“這像是帶刺的玫瑰。”近日,一位信托公司投行部人士向我這樣形容當前火熱的藝術品信托產品,緊接著他話鋒一轉,“我們公司以后不大敢做藝術品信托業務了,因為產品里面水很深。”
我好奇的是,水究竟有多深?
或許一款天價藝術品《砥柱銘》能夠一測其中深淺。2010年,一位神秘人物出價4.368億元將北宋黃庭堅書法《砥柱銘》收入囊中,刷新當時國內藝術品成交最高紀錄。隨后這位神秘人物將《砥柱銘》作為抵押品,通過吉林信托發行一款“雅盈堂藝術品收益權集合資金信托計劃”,募集資金4.5億元。
這位神秘人物,正是今年由于經濟問題被調查的“雅盈堂”實際控制人王耀輝。隨著王耀輝被調查,藝術品信托市場正引發一系列多米諾效應,此前他還將2010年的藝術品拍賣所得,交給國投信托與北京信托做抵押,分別推出1.5億元規模的國投飛龍藝術品基金9號集合資金信托計劃,與3.4億元的寶騰一號藝術品投資集合資金信托計劃。
如今,三款藝術品信托能否安然到期兌付,恐怕連信托公司與投資者心里都沒底。可是,多數信托公司人士卻相信這僅僅是一次“黑天鵝”事件,今年藝術品投資依舊紅紅火火。用益信托工作室統計,今年一季度信托公司共發行藝術品信托產品13款,比去年同期增加7款;發行規模為181374萬元,同比增長42.81%。畢竟,在藝術品拍賣市場,交易雙方為了某個特定目的串謀抬高藝術品身價的行為屢見不鮮,至于多數敢于購買藝術品信托的投資者,想法則更單純——借藝術品投資熱分得一杯羹而已。

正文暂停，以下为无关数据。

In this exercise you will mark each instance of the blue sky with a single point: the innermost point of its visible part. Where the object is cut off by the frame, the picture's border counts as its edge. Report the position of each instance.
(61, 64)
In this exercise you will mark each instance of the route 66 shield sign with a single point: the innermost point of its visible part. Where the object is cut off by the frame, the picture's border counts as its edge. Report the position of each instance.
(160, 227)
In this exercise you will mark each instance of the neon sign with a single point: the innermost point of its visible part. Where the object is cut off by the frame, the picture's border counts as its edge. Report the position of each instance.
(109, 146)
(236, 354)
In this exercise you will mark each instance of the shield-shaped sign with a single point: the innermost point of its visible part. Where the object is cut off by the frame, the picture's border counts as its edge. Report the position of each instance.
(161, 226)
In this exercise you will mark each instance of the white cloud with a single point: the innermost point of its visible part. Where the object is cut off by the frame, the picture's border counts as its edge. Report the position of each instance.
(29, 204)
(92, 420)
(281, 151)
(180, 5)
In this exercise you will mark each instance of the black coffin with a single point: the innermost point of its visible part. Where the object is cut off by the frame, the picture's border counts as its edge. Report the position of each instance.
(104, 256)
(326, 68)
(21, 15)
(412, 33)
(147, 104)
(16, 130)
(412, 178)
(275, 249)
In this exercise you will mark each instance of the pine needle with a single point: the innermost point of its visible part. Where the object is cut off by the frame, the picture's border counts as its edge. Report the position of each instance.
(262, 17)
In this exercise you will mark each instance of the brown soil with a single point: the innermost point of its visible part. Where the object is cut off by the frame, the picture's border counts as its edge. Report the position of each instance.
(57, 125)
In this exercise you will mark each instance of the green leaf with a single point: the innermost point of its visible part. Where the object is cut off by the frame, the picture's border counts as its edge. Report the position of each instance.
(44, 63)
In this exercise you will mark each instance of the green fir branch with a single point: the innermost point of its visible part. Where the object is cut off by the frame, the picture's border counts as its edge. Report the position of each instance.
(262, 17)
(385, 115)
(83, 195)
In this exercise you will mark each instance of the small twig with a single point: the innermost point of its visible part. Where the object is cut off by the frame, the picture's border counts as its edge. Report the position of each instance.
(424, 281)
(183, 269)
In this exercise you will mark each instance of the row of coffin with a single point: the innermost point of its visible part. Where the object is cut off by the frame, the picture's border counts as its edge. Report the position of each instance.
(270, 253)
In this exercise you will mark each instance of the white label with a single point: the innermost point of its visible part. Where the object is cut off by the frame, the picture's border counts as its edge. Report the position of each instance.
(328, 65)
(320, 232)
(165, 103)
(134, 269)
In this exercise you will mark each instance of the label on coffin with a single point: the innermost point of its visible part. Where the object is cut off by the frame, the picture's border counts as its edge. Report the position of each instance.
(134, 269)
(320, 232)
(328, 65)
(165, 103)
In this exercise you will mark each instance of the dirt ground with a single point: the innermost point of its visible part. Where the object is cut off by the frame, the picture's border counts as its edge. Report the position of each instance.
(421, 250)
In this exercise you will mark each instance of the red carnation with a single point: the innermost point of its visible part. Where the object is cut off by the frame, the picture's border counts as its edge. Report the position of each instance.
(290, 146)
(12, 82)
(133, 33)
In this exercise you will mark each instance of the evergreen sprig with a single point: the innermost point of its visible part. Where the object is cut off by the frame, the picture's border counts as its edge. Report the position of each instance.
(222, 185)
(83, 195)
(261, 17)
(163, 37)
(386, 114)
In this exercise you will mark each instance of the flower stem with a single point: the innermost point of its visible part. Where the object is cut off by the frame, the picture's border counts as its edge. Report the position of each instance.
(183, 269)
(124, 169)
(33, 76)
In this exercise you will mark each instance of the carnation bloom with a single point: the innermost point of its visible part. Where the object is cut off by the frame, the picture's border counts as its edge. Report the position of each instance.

他們的單純想法能否如愿?多位信托公司人士向記者講述藝術品信托如何被偷梁換柱的奇妙旅程:一家房地產企業聯合拍賣公司制造假拍賣,故意抬高藝術品身價,然后把它作為抵押向信托等機構融資,而投資者的錢則悉數流向房地產項目。
但是,信托公司不會告知真相——藝術品信托產品實質是“被包裝”的房地產信托產品。信托產品所宣傳的藝術品大幅升值空間,早在拍賣市場被大幅透支。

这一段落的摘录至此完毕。